Using the data frame, it's easy to see which resources and text are in the initial bundle. Also be aware that there are no code values for in the Condition and AllergyIntolerance resources.
df = pd.json_normalize(bundle_json, record_path=["entry"])
df["report_text"] = df["resource.presentedForm"].apply(
lambda f: base64.b64decode(f[0]["data"]).decode("utf-8")
if not pd.isnull(f)
else np.NaN
)
# assert that columns for codes do not exist
assert "resource.medicationCodeableConcept.coding" not in df.columns
assert "resource.code.coding" not in df.columns
# print resource types and code text
df.loc[:, ["resource.resourceType", "resource.code.text", "report_text"]]
resource.resourceType | resource.code.text | report_text | |
---|---|---|---|
0 | Patient | NaN | NaN |
1 | DiagnosticReport | Chief complaint Narrative - Reported | The patient had a myocardial infarction in 2015 and was prescribed Losartan.The patient is taking Losartan exactly as prescribed and has had no side effects. |
2 | Condition | diabetes | NaN |
3 | AllergyIntolerance | peanut | NaN |
4 | AllergyIntolerance | amoxicillin | NaN |
Discover insights
The nlp-insights service is used to discover insights.

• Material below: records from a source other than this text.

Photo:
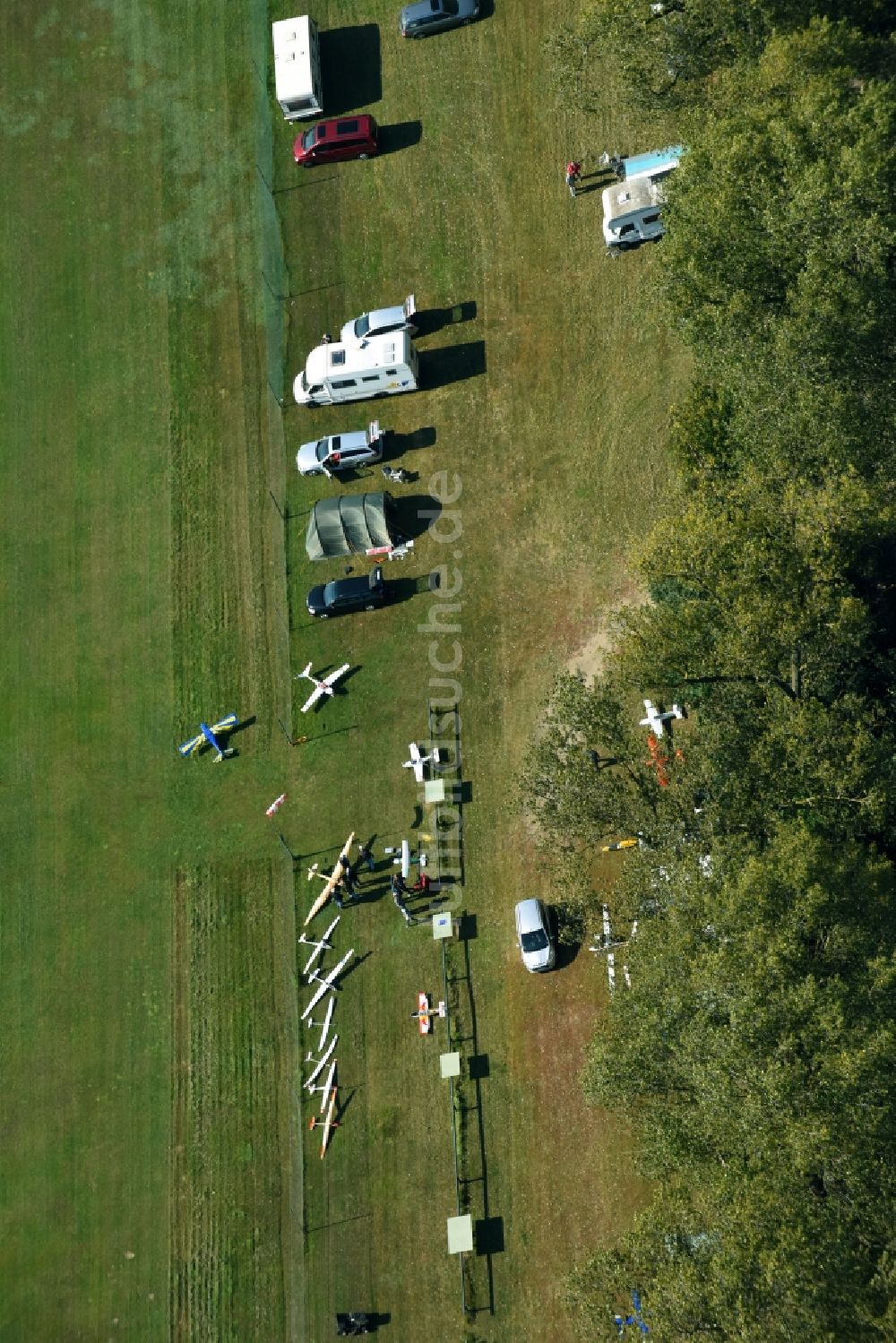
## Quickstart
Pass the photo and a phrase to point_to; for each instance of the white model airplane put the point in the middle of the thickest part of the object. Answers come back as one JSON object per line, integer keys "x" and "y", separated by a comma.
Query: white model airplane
{"x": 656, "y": 720}
{"x": 327, "y": 986}
{"x": 330, "y": 882}
{"x": 418, "y": 761}
{"x": 320, "y": 1065}
{"x": 322, "y": 688}
{"x": 319, "y": 946}
{"x": 327, "y": 1088}
{"x": 324, "y": 1026}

nlp_insights_response = requests.post(
f"http://localhost:5000/discoverInsights",
headers={"Content-Type": "application/fhir+json"},
json=bundle_json,
)
nlp_insights_response.raise_for_status()
enriched_bundle_json = json.loads(nlp_insights_response.text)
Enriched Bundle Summary
A quick summary of the updated bundle that was returned from the nlp-insights service verifies that a few new resources have been derived, and the prior condition and AllergyIntolerance resources have been enriched with additional codes.
df = pd.json_normalize(enriched_bundle_json, record_path=["entry"])
df["report_text"] = df["resource.presentedForm"].apply(
lambda f: base64.b64decode(f[0]["data"]).decode("utf-8")
if not pd.isnull(f)
else np.NaN
)
df.loc[df["resource.resourceType"] != "MedicationStatement", "codes"] = df.loc[
df["resource.resourceType"] != "MedicationStatement", "resource.code.coding"
].apply(
lambda codes: [(code["system"], code["code"]) for code in codes]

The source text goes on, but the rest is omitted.